Unlike some other reviewers here, I did not find the acting stagy or over-the-top melodramatic. Then again, most of the movies I watch are from the 20s and 30s, so I am used to this style of acting.
I was surprised by this movie. It breaks your heart, then never lets up. There's no light comedy to offset the drama, and there's no happy ending.
John Barrymore was amazing. My favorite performances of his have for a long time been Dr Jekyll (1920) and Svengali (1931). I've seen many other films of his (including Counsellor at Law which many people claim to be one of his best performances), but after seeing Bill of Divorcement tonight, I think this might be my most favorite performance. Sure, it was hammy, but that doesn't make it bad. Barrymore emoted his heart out, and my heart did literally ache each time he expressed his own agony and pain on screen. I was shocked to find myself in tears over his character's pain.
Billie Burke was a wonderment as well. I know her best from her slightly comic roles, such as the supercilious wife in Dinner at Eight, or her various Mrs. Topper roles (and, yes, of course Glinda the Good Witch). I didn't know she had it in her to do dramatic stuff, but she had me in tears as well on more than one occasion. She really made me feel the agony and conflict she was in, being in love with Paul Cavanagh and yet feeling pity and obligation to Barrymore.

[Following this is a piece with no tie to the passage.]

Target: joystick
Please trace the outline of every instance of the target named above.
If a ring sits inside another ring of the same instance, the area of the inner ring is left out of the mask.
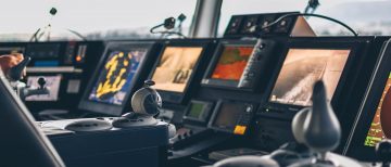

I found the writing and the direction to be superb. One particular scene was almost sublime in its pathos: Billie Burke sitting in a chair, John Barrymore on the floor with his arms wrapped around her, his head in her lap as he cries. He can't comprehend why she doesn't want him, he asks her didn't she vow to be with him through better and worse, through sickness and in health? He asked what he did that was wrong, other than to get sick? He reminds her of what a kind person she is, how he even noticed her once stepping around a "green crawling thing" so as to not harm the creature, and he wonders if she could show pity and compassion to the green crawling thing, then why couldn't she show the same kind of compassion to him? Three-hankie stuff for sure!